The Covid-19 pandemic: Failure to predict, failure to report. Part Two -- Attack of the killer preprints (I)

More than a half dozen studies have been put online challenging key claims of the natural origins hypothesis for Covid-19 origins. In this installment, we take a look at them.

Nov 01, 2022

Lead author of a paper in *Science* complaining to reporter that the certainty of his findings had been misstated.

Last February, two research teams with overlapping sets of authors posted online two “preprints”—scientific studies not yet peer reviewed—arguing that the Covid-19 pandemic began at the Huanan “seafood” market in Wuhan after a coronavirus jumped from one or more animals to humans. One of the studies concluded that there had been not one, but two, such “zoonotic transfers” at the market. The authors stated that they were very sure of their findings: Indeed, one of the preprints declared that the evidence for the conclusions were “dispositive.”

But last month, a number of research teams posted their own preprints about these conclusions, critiquing them from a number of angles. Some argued that the statistics used by the two research teams may have been flawed. For example, researcher found that when alternative statistical approaches were employed, the “epicenter” of the pandemic shifted to the Wuhan Institute of Virology, which some scientists think was the actual source of the pandemic after a lab leak or other accident. Another team concluded, using the original authors’ own data and computer code, that the origins of the pandemic were more closely localized in the toilets at the Huanan market (used by humans and presumably not by animals) than with stalls where wild animals were sold, as the original studies had found.

At about the same time, yet another team posted a preprint arguing that the Covid-19 virus, SARS-CoV-2, had genetic signatures suggesting that it had been engineered in a lab. And on October 28, molecular biologist Alina Chan of the Broad Institute of MIT and Harvard, a leading critic of the natural origins hypothesis who has called for a thorough investigation of the question, posted a preprint of her own study critiquing the market origins hypothesis, which she had been trying to get published for more than two years.

In this post, I will go over all of these preprints—most of which have yet to receive media attention or much social media discussion—in some detail. I hope this will be a service to readers who are still trying to figure out not just what scientists are saying, but what the science might be saying. But first, a little history and context.

“Breaking news:” The debate over Covid origins is over (maybe.)

I found out about the February preprints, which have had such a major impact on the discussion over Covid origins, because, as a New York Times subscriber, I receive “breaking news” alerts both by email and text. I can’t recall the last time that the Times issued such an urgent alert for research that had not yet been vetted by other scientists; perhaps this was the first time ever, but I hope readers of this newsletter can help out with the question. Any any rate, the article, by reporters Carl Zimmer and Benjamin Mueller, heavily implied that the long-running debate over the origins of the pandemic might be drawing to a close.

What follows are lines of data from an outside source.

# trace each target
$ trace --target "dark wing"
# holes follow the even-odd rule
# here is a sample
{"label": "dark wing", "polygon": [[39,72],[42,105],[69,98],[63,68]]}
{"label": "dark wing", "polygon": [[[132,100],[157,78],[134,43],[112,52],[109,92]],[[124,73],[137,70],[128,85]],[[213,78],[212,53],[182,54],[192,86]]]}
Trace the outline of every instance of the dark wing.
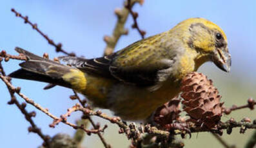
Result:
{"label": "dark wing", "polygon": [[64,56],[59,57],[59,59],[86,73],[111,78],[113,76],[109,71],[109,67],[112,57],[110,55],[86,59],[82,57]]}
{"label": "dark wing", "polygon": [[[156,37],[157,39],[158,36]],[[75,57],[59,59],[86,73],[139,86],[153,86],[154,89],[161,86],[159,84],[170,75],[175,61],[175,55],[170,55],[168,51],[161,51],[153,45],[143,46],[150,44],[146,42],[152,42],[156,38],[141,40],[109,56],[92,59]],[[166,59],[162,59],[163,54],[167,55],[164,57]]]}

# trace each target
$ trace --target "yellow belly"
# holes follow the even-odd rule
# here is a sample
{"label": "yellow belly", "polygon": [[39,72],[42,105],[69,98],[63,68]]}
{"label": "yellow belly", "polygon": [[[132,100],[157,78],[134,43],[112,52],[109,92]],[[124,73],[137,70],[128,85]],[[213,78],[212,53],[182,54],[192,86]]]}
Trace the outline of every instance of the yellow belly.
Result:
{"label": "yellow belly", "polygon": [[82,92],[95,107],[106,108],[124,120],[146,119],[157,107],[179,92],[179,82],[167,80],[156,91],[124,84],[113,80],[87,77],[86,89]]}

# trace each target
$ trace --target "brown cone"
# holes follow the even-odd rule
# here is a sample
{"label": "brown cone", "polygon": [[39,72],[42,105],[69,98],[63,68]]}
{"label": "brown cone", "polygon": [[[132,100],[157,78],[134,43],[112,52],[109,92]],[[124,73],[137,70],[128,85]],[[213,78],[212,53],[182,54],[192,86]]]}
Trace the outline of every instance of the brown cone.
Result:
{"label": "brown cone", "polygon": [[221,96],[212,80],[200,73],[188,74],[182,81],[181,95],[185,111],[191,117],[189,121],[209,129],[215,128],[221,120]]}

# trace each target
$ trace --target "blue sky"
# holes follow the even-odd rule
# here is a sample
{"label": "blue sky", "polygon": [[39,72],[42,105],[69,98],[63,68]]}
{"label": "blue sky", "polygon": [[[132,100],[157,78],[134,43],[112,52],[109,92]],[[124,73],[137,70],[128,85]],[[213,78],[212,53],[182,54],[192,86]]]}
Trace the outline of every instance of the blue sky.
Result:
{"label": "blue sky", "polygon": [[[55,42],[61,42],[68,51],[75,51],[77,55],[92,58],[101,56],[106,44],[103,38],[112,33],[117,18],[113,10],[122,6],[123,1],[1,1],[0,2],[0,50],[16,54],[19,46],[35,54],[44,52],[50,57],[60,56],[31,26],[23,23],[10,12],[12,8],[29,19]],[[152,1],[146,0],[143,6],[137,5],[134,10],[139,13],[139,26],[146,31],[148,37],[172,28],[176,24],[190,17],[204,17],[221,26],[226,34],[232,57],[232,68],[229,74],[224,73],[212,64],[208,63],[200,69],[213,79],[221,79],[227,86],[234,79],[237,82],[256,82],[256,8],[255,1]],[[122,37],[116,49],[121,49],[141,39],[138,32],[131,29],[130,17],[126,27],[129,35]],[[6,71],[18,68],[17,61],[3,63]],[[43,106],[49,108],[59,116],[75,104],[68,99],[72,91],[56,87],[44,91],[46,84],[14,80],[15,86]],[[217,84],[217,85],[218,85]],[[245,85],[244,84],[244,85]],[[9,95],[5,86],[0,82],[0,139],[1,145],[14,147],[21,145],[26,147],[39,145],[42,140],[34,134],[28,134],[28,124],[14,106],[8,106]],[[223,92],[224,94],[231,92]],[[19,98],[21,102],[21,98]],[[30,111],[35,110],[28,106]],[[73,133],[74,131],[62,124],[55,129],[48,127],[52,120],[37,111],[35,121],[43,133],[54,135],[60,131]],[[75,115],[74,120],[79,117]],[[15,142],[12,142],[14,139]]]}

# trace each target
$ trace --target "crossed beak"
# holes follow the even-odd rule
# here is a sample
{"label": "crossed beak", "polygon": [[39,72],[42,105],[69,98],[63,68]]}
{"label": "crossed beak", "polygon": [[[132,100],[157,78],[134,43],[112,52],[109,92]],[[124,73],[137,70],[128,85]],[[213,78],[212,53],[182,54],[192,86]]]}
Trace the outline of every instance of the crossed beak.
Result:
{"label": "crossed beak", "polygon": [[229,72],[231,67],[231,55],[227,48],[217,48],[214,51],[213,62],[221,69]]}

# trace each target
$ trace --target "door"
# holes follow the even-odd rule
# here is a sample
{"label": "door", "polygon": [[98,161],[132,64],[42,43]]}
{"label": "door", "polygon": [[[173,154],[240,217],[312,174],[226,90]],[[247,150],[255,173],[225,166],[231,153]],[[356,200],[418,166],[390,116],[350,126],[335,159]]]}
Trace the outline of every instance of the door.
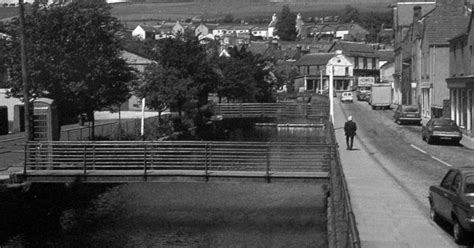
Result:
{"label": "door", "polygon": [[451,218],[451,202],[450,198],[453,195],[453,182],[457,172],[451,170],[441,181],[441,185],[435,188],[435,192],[432,195],[433,204],[435,205],[436,212],[445,219]]}

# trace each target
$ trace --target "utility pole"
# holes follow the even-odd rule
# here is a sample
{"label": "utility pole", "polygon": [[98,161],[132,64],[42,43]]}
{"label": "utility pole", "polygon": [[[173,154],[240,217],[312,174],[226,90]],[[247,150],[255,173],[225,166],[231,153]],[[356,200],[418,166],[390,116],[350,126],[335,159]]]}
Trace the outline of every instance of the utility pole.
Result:
{"label": "utility pole", "polygon": [[20,9],[20,47],[21,47],[21,78],[23,81],[23,102],[25,106],[25,139],[26,141],[32,140],[31,132],[31,119],[30,119],[30,96],[28,89],[28,71],[26,69],[27,57],[26,57],[26,34],[25,34],[25,15],[23,0],[18,0],[18,6]]}

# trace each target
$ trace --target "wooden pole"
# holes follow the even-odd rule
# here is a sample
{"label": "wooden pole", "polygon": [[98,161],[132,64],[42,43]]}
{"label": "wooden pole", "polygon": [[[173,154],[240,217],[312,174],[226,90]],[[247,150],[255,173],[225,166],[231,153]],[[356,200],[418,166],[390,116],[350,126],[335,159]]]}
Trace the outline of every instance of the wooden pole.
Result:
{"label": "wooden pole", "polygon": [[31,119],[30,119],[30,96],[28,88],[28,71],[26,66],[28,64],[26,56],[26,34],[25,34],[25,16],[24,16],[24,6],[23,0],[18,0],[18,6],[20,9],[20,47],[21,47],[21,78],[23,81],[23,102],[25,104],[25,139],[26,142],[32,140],[31,132]]}

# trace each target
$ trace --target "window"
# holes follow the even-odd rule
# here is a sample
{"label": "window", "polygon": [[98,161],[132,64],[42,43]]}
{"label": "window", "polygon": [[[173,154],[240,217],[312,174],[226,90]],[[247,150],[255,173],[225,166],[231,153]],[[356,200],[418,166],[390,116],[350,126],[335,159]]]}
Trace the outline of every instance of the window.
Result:
{"label": "window", "polygon": [[474,194],[474,176],[466,177],[466,186],[464,186],[464,194]]}
{"label": "window", "polygon": [[461,174],[458,173],[454,177],[453,186],[451,187],[451,191],[458,192],[460,187],[461,187]]}
{"label": "window", "polygon": [[441,187],[449,190],[451,185],[453,184],[454,176],[456,175],[455,171],[450,171],[446,177],[444,177],[443,181],[441,182]]}

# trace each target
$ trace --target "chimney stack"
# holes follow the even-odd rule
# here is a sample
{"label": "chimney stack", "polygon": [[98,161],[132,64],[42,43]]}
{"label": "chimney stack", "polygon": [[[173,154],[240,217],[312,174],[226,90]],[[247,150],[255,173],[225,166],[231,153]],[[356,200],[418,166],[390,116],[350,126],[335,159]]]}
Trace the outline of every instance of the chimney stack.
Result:
{"label": "chimney stack", "polygon": [[421,18],[421,6],[413,7],[413,22],[418,22]]}

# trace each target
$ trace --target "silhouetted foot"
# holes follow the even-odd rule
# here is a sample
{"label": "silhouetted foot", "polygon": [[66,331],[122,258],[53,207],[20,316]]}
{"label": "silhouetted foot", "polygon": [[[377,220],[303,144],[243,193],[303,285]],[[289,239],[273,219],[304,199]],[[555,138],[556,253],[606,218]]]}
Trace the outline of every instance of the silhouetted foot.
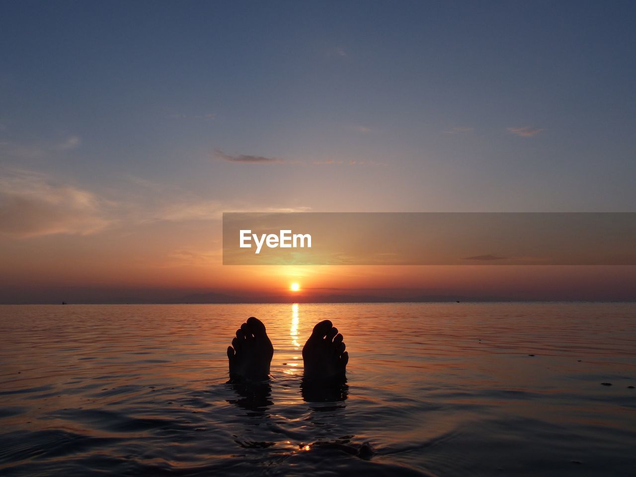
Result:
{"label": "silhouetted foot", "polygon": [[312,381],[332,381],[343,378],[349,355],[345,351],[342,335],[331,322],[324,320],[314,327],[314,331],[303,347],[305,378]]}
{"label": "silhouetted foot", "polygon": [[274,349],[265,332],[265,326],[260,320],[250,317],[237,330],[237,337],[232,340],[232,345],[228,347],[230,378],[267,379],[273,354]]}

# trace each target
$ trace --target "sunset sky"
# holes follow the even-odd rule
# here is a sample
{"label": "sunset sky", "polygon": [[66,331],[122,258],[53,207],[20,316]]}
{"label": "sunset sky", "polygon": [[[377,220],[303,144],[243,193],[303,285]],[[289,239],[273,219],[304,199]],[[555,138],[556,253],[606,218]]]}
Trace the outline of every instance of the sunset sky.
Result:
{"label": "sunset sky", "polygon": [[635,212],[635,14],[3,2],[0,302],[633,299],[628,266],[224,266],[221,218]]}

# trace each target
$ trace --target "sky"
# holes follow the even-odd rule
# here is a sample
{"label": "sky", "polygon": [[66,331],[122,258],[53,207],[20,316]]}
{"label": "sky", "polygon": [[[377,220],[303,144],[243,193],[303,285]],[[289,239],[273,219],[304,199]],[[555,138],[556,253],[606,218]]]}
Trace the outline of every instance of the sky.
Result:
{"label": "sky", "polygon": [[635,14],[3,2],[0,301],[633,299],[633,267],[224,266],[221,217],[635,212]]}

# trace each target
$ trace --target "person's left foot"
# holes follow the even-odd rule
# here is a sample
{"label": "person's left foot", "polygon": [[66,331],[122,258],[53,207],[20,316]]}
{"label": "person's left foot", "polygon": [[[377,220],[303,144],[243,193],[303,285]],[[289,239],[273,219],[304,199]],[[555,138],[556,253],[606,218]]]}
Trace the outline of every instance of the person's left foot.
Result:
{"label": "person's left foot", "polygon": [[228,347],[230,378],[267,379],[273,353],[274,349],[265,332],[265,326],[260,320],[250,317],[237,330],[232,345]]}
{"label": "person's left foot", "polygon": [[333,381],[345,377],[349,355],[345,351],[342,335],[329,320],[314,327],[312,335],[303,347],[304,379],[307,381]]}

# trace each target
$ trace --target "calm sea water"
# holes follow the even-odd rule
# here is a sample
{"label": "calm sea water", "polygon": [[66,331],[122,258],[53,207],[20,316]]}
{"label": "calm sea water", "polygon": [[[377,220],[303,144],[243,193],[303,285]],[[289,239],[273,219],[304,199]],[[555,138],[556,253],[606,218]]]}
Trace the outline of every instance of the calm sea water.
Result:
{"label": "calm sea water", "polygon": [[[347,385],[301,392],[324,318]],[[0,365],[3,475],[636,475],[636,304],[3,306]]]}

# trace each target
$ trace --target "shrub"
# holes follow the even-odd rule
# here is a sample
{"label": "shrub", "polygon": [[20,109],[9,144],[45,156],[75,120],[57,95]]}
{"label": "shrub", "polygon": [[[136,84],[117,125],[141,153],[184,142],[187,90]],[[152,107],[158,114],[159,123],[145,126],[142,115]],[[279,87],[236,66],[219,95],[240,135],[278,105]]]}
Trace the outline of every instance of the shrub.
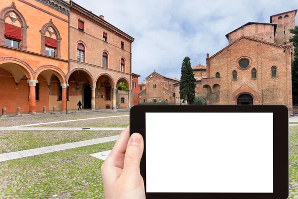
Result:
{"label": "shrub", "polygon": [[166,100],[162,100],[160,101],[157,101],[156,102],[153,102],[153,101],[146,102],[144,102],[143,104],[147,105],[164,105],[168,104],[169,102]]}
{"label": "shrub", "polygon": [[118,87],[118,90],[120,91],[127,91],[127,87],[125,84],[119,84]]}
{"label": "shrub", "polygon": [[194,99],[194,104],[206,105],[207,101],[203,96],[197,96]]}

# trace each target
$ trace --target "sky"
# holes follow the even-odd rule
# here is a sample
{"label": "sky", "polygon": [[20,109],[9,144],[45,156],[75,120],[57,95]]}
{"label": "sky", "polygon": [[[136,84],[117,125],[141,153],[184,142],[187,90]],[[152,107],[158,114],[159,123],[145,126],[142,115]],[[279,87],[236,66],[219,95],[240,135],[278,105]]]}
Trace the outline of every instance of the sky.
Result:
{"label": "sky", "polygon": [[[133,72],[139,82],[155,70],[178,79],[183,58],[206,65],[228,44],[225,35],[248,22],[298,9],[298,0],[74,0],[134,37]],[[296,16],[296,25],[298,17]]]}

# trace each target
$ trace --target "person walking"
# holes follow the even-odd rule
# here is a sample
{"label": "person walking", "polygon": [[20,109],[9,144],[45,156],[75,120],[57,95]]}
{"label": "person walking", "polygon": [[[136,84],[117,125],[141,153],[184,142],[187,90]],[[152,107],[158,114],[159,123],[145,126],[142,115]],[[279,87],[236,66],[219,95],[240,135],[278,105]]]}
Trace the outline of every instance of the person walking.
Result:
{"label": "person walking", "polygon": [[77,103],[77,104],[76,104],[76,105],[78,106],[78,108],[77,108],[78,110],[79,110],[79,109],[80,108],[80,109],[82,109],[82,108],[81,108],[81,106],[82,105],[82,103],[81,103],[80,101],[78,101],[78,103]]}

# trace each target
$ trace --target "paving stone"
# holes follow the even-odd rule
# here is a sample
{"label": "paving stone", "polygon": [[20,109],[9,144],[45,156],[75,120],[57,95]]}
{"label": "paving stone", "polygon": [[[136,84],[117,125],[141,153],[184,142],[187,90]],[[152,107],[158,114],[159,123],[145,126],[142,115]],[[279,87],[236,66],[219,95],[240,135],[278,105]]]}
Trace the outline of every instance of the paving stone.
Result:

“When you look at all of the evidence together, it’s an extraordinarily clear picture that the pandemic started at the Huanan market,” said Michael Worobey, an evolutionary biologist at the University of Arizona and a co-author of both new studies.
Several independent scientists said that the studies, which have not yet been published in a scientific journal, presented a compelling and rigorous new analysis of available data.

The first version of the story (see below) was very short and allowed little doubt that the researchers had nailed the origins of the pandemic. In a later expanded version of their report, the two reporters did go on to discuss some reservations expressed by a couple of scientists, and gave some attention to a third preprint, posted online just before, by a Chinese team led by the then-head of China’s CSDC, George Gao. That study concluded that the market was not the original source of the pandemic, but the site of a “super-spreader” event. The conclusion of the Chinese scientists was that the virus had been brought into the market by one or more humans, not by animals.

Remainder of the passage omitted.